Hmm, do Fleur Delacour’s “private English lessons” with Bill count as a mention of sex? I think that’s about as close as we’re gonna get.

Neville kind of has enough on his plate, what with being the Boy-Who-Almost-Lived and the insane parents and the highly demanding grandmother and everything, and if Draco, the single most negatively characterized teenager in the series, turned out to be gay, surely that would be sending a message JKR probably doesn’t want to send. I don’t really think we’ll see any gay wizards, but if we do, it’ll probably be something very minor, like a passing mention of Charlie Weasley coming to visit with his Romanian boyfriend.

And OoTP is a major criticism of and protest against political interference in the British education system.

But there’s somewhat more privacy than in the sleeping-barracks I’ve seen in movies about British boarding schools – there are only four students to a bedroom, and each student has his or her own curtained four-poster bed. I’m sure each tetrad of roommates could work out a time-sharing arrangement. :wink:

I disagree that they have distanced themselves from him anymore than they already were. We know that they at least care whether he lives or dies. It has occurred to me that if Petunia, knowing what she knows, cast out Harry and Voldemort apparated next to the hydrangea bush and killed him, it would be entirely within her Dursleyish powers of denial to tell herself that it wasn’t really her fault, and she can hardly be responsible for the actions of a deluded wand-wielding maniac.
Also, when Petunia revealed what she knew about Dementors, the relationship between Harry and the Dursleys shifted, but I don’t know that it was for the worst. Probably not for the better, either, but definitely not for the worst.

I don’t think that Vernon’s attempt at chucking Harry out was a surprise; it is neither a surprise nor a spoiler that if faced between choosing the safety of Harry or the safety of Dudley, the Dursleys would protect Dudley first. Vernon likely didn’t realize the consequence of chucking out Harry would be so dire; he probably assumed that “his kind” would care for him.
Rowling has said that there is more to Petunia that we know; I think part of it is that she has never shared what she knows about Lily’s gift with Vernon; he probably wouldn’t want to hear it anyway. I think she’s been in contact with Dumbledore more than has been shown in the books. I don’t think they write letters to each other, but I think that when Dumbledore speaks, Petunia knows to listen up, for her own reasons.

I’m very much in agreement there. I feel like there will be some sort of redemption for him; based on his nature, however, I’m afraid it will come after his death. I’ve gotten the feeling that Rowling really doesn’t care for Snape; even so, I can’t see her making him out to be entirely evil by the end of the series. I don’t doubt that he did some especially nasty things as a Death Eater, but I don’t believe that’s all there is to his character.

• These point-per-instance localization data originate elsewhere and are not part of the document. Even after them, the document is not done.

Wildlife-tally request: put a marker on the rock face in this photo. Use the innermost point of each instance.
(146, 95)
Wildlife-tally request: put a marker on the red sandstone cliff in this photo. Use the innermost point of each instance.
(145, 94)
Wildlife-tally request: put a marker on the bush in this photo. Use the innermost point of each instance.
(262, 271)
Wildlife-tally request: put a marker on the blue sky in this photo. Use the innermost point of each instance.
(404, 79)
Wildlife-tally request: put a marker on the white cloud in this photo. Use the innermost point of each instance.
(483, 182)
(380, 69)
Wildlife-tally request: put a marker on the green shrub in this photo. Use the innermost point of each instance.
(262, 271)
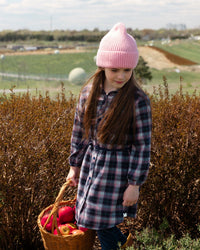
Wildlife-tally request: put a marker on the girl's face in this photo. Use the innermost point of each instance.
(116, 78)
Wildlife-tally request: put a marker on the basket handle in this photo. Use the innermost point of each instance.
(56, 206)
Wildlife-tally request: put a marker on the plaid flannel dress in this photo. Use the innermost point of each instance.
(105, 171)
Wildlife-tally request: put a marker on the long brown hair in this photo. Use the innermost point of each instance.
(117, 120)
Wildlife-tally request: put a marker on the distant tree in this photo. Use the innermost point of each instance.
(142, 71)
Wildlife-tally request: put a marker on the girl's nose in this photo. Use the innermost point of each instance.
(121, 75)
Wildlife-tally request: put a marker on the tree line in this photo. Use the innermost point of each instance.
(94, 35)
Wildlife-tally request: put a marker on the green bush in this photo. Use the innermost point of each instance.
(34, 149)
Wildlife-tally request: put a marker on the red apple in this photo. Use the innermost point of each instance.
(49, 225)
(66, 229)
(66, 214)
(43, 221)
(83, 229)
(74, 209)
(77, 231)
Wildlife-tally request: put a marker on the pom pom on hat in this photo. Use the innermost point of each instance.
(117, 49)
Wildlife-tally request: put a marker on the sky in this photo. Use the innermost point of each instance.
(102, 14)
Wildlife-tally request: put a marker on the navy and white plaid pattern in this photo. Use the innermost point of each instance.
(106, 171)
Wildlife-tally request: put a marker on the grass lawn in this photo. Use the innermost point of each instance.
(60, 65)
(185, 48)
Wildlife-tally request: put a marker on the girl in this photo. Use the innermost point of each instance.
(111, 138)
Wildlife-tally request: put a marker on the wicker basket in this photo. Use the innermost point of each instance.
(83, 241)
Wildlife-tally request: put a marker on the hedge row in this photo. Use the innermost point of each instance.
(34, 148)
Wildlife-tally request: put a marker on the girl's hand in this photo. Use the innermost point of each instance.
(73, 175)
(130, 196)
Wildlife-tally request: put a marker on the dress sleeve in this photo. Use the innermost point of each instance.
(141, 149)
(78, 142)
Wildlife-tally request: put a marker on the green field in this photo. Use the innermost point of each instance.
(60, 65)
(185, 48)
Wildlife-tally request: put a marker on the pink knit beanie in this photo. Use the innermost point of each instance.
(117, 49)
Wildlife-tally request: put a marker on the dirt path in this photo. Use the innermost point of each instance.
(156, 59)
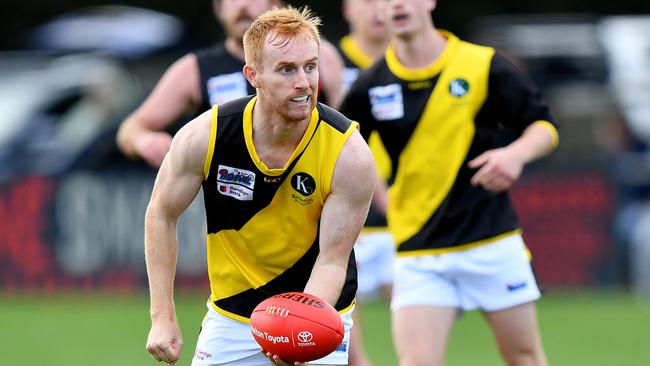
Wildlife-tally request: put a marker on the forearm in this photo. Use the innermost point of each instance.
(380, 197)
(327, 279)
(537, 140)
(161, 247)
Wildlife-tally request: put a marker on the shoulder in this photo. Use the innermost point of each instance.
(218, 50)
(190, 145)
(333, 118)
(355, 168)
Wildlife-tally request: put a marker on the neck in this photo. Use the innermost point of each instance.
(373, 48)
(235, 48)
(275, 139)
(420, 49)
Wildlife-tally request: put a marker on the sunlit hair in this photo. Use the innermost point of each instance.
(285, 24)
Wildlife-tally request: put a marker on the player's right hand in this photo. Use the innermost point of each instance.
(165, 342)
(153, 146)
(277, 361)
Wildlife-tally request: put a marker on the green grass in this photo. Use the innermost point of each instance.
(578, 328)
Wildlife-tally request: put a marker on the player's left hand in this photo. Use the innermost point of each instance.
(498, 169)
(275, 360)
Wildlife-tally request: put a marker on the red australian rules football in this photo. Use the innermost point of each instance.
(297, 327)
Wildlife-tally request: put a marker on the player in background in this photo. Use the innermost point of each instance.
(459, 123)
(205, 77)
(375, 249)
(287, 183)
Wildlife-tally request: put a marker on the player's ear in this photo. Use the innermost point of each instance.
(251, 75)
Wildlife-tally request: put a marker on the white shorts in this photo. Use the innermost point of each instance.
(375, 253)
(491, 277)
(224, 341)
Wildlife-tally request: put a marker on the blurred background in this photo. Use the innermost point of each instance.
(72, 275)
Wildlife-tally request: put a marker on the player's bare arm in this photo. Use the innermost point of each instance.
(177, 183)
(331, 68)
(142, 133)
(343, 216)
(499, 169)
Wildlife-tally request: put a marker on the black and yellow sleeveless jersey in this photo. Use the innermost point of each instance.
(355, 59)
(221, 75)
(263, 223)
(433, 121)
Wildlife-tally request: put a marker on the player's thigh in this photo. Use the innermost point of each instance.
(224, 341)
(424, 305)
(374, 253)
(496, 276)
(516, 330)
(421, 333)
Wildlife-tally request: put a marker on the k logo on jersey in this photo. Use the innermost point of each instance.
(303, 183)
(458, 87)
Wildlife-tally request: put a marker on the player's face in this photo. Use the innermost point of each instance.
(406, 17)
(236, 16)
(364, 19)
(288, 81)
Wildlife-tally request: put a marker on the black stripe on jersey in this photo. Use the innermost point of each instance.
(293, 279)
(235, 106)
(333, 118)
(230, 150)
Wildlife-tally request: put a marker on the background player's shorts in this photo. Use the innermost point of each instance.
(375, 253)
(491, 277)
(224, 341)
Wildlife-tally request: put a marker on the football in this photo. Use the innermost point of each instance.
(297, 327)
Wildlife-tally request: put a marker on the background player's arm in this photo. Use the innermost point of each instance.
(516, 103)
(177, 183)
(331, 70)
(343, 215)
(178, 91)
(498, 169)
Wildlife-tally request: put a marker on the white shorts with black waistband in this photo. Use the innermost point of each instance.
(489, 277)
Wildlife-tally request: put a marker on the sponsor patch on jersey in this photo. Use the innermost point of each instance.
(387, 102)
(223, 88)
(458, 87)
(236, 183)
(516, 286)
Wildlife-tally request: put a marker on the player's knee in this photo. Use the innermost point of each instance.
(524, 356)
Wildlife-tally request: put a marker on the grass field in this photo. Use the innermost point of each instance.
(579, 328)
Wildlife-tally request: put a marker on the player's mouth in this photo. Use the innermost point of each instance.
(400, 18)
(302, 99)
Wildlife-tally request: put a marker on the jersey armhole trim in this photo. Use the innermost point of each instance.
(211, 142)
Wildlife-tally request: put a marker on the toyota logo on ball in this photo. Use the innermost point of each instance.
(304, 336)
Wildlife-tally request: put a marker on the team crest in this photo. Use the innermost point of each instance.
(304, 184)
(236, 183)
(458, 87)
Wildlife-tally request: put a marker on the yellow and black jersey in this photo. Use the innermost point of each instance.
(355, 60)
(263, 223)
(433, 121)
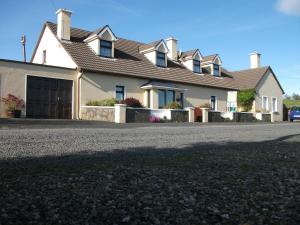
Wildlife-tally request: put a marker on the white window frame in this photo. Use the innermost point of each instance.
(115, 92)
(44, 56)
(216, 102)
(267, 103)
(276, 104)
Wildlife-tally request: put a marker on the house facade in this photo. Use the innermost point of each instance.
(102, 65)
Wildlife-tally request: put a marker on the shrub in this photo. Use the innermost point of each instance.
(104, 102)
(173, 105)
(245, 99)
(13, 103)
(132, 102)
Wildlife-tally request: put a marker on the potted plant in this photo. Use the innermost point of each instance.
(14, 106)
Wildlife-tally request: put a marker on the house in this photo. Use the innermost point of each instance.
(101, 65)
(269, 92)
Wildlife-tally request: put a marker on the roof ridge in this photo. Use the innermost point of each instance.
(244, 70)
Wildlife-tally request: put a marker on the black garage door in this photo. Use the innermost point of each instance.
(48, 98)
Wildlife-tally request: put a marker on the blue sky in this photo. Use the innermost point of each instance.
(231, 28)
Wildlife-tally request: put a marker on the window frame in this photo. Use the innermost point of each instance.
(276, 104)
(164, 99)
(199, 64)
(159, 57)
(213, 70)
(44, 56)
(120, 92)
(267, 102)
(106, 47)
(216, 103)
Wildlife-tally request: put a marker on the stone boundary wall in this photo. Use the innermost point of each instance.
(244, 117)
(99, 113)
(137, 115)
(179, 116)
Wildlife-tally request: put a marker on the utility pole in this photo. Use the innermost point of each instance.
(23, 42)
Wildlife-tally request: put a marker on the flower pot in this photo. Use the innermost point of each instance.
(17, 113)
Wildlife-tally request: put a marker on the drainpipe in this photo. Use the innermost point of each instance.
(79, 76)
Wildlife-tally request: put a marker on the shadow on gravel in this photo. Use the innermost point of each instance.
(227, 183)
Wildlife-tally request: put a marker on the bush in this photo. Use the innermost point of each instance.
(205, 105)
(245, 99)
(13, 103)
(132, 102)
(104, 102)
(173, 105)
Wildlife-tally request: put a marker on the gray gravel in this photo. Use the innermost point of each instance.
(219, 174)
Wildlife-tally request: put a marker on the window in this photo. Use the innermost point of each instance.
(160, 59)
(120, 93)
(180, 100)
(148, 98)
(196, 64)
(105, 48)
(265, 102)
(216, 70)
(170, 96)
(161, 98)
(274, 104)
(213, 103)
(44, 57)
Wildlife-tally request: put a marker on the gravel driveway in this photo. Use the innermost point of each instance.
(217, 174)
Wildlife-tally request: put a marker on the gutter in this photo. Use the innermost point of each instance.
(78, 77)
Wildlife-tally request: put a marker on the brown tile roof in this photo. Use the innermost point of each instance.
(188, 53)
(209, 58)
(153, 44)
(248, 79)
(130, 62)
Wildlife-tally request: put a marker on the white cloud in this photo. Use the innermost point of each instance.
(290, 7)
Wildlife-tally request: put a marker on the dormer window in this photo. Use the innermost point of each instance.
(156, 52)
(216, 70)
(196, 66)
(105, 48)
(102, 42)
(160, 59)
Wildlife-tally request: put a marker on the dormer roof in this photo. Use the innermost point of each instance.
(191, 54)
(159, 45)
(215, 58)
(103, 33)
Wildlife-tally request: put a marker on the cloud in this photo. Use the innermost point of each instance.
(290, 7)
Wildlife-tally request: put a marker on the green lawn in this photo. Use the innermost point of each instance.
(290, 103)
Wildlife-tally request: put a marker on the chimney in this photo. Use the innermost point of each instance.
(63, 24)
(172, 46)
(254, 60)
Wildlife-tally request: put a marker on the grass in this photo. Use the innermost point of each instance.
(290, 103)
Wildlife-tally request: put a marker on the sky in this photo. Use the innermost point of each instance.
(231, 28)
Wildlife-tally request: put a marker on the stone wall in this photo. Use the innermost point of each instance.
(100, 113)
(244, 117)
(137, 115)
(179, 116)
(215, 117)
(266, 117)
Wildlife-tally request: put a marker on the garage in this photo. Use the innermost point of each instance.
(48, 98)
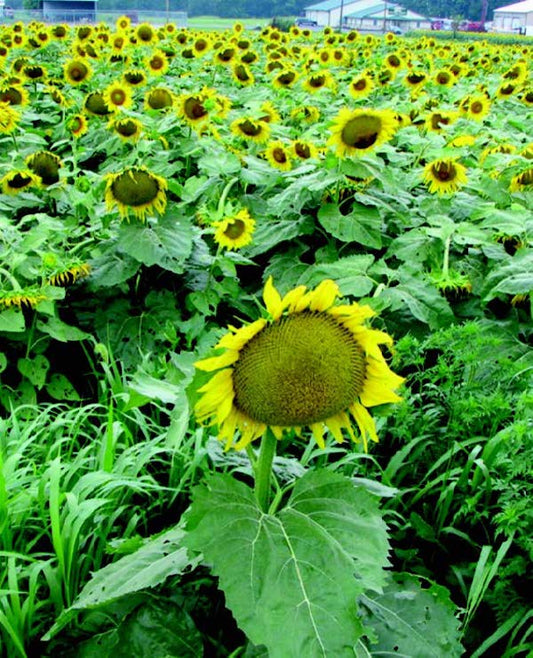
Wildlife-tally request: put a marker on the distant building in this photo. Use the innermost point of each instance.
(366, 15)
(515, 18)
(69, 11)
(329, 12)
(373, 15)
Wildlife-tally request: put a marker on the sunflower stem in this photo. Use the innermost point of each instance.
(264, 469)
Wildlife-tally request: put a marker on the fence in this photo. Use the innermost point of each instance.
(80, 16)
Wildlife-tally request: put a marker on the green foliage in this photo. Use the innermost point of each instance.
(407, 619)
(291, 579)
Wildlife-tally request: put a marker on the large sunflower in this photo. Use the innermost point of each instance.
(137, 190)
(444, 175)
(356, 132)
(311, 363)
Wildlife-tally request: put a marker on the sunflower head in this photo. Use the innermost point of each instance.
(18, 180)
(310, 363)
(444, 175)
(136, 190)
(356, 132)
(45, 166)
(77, 71)
(159, 99)
(77, 125)
(128, 129)
(235, 231)
(9, 118)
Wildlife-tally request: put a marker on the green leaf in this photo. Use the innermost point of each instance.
(423, 301)
(513, 277)
(150, 565)
(156, 629)
(12, 320)
(60, 388)
(112, 268)
(166, 243)
(59, 330)
(362, 225)
(270, 233)
(411, 621)
(292, 579)
(34, 369)
(349, 273)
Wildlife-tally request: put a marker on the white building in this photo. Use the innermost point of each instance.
(516, 18)
(366, 15)
(375, 16)
(329, 12)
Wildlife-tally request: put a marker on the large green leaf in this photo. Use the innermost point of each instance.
(292, 579)
(411, 621)
(361, 225)
(513, 277)
(147, 567)
(349, 273)
(166, 243)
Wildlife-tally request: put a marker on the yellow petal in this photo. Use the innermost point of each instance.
(217, 362)
(335, 427)
(324, 295)
(366, 423)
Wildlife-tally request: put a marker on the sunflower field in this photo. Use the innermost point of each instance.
(266, 377)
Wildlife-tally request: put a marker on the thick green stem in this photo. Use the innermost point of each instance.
(264, 469)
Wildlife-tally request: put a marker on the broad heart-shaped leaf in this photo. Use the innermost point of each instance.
(362, 225)
(292, 579)
(412, 622)
(166, 243)
(513, 277)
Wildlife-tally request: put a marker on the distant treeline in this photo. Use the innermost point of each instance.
(470, 9)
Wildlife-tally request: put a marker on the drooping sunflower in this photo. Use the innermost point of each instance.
(278, 155)
(45, 166)
(361, 85)
(118, 96)
(95, 104)
(235, 231)
(128, 129)
(157, 62)
(145, 34)
(77, 125)
(285, 79)
(444, 175)
(522, 181)
(438, 120)
(311, 363)
(269, 113)
(242, 75)
(356, 132)
(192, 108)
(250, 129)
(14, 95)
(136, 190)
(77, 71)
(159, 98)
(18, 180)
(317, 81)
(134, 77)
(304, 150)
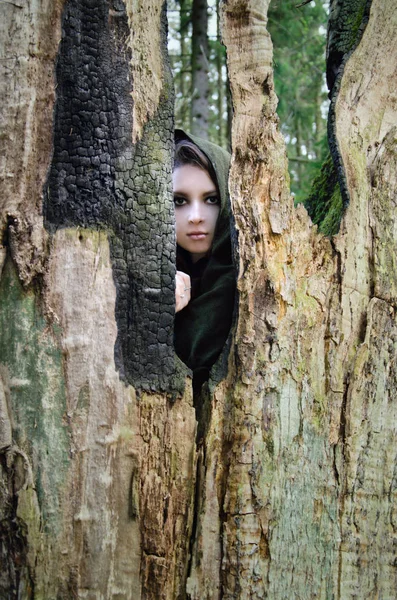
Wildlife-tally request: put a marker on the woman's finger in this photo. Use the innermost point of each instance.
(182, 290)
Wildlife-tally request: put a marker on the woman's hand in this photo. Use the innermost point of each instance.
(182, 290)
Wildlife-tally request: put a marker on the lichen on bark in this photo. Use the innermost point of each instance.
(99, 178)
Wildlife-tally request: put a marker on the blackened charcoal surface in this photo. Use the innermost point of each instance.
(99, 179)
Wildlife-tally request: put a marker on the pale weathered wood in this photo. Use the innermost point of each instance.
(289, 490)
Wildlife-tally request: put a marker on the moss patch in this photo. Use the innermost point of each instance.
(324, 203)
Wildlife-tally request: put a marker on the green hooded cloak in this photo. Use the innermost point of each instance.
(202, 327)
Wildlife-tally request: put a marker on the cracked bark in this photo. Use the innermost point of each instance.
(289, 489)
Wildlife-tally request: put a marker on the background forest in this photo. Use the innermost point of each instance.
(203, 104)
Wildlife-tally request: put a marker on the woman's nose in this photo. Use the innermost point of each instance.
(196, 213)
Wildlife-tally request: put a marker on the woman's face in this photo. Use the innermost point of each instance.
(197, 207)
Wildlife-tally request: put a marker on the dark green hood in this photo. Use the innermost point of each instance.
(202, 328)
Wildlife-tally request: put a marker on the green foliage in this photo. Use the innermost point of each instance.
(180, 49)
(299, 40)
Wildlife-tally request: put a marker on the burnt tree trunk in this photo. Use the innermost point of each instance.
(290, 491)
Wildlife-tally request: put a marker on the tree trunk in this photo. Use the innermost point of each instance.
(290, 490)
(199, 66)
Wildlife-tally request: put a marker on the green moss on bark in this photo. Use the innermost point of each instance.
(324, 203)
(32, 362)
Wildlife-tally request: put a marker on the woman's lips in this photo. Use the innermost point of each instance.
(197, 235)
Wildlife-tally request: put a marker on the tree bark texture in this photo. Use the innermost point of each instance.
(96, 472)
(109, 489)
(305, 473)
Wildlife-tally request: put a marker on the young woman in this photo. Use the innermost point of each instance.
(205, 280)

I don’t see Rowling getting into Teen-Wizard Pregnancy and Wizard-drugs because she already has to deal with the fact that there are too many people out there that think she is introducing kids to the devil.

:rolleyes:

So?

“If you must sin, sin boldly!” – Martin Luther :slight_smile:

I don’t think I’d WANT to see Harry and company get into sex, drugs and rock and roll. I like the stories as they are-no need to get into MORE controversial stuff.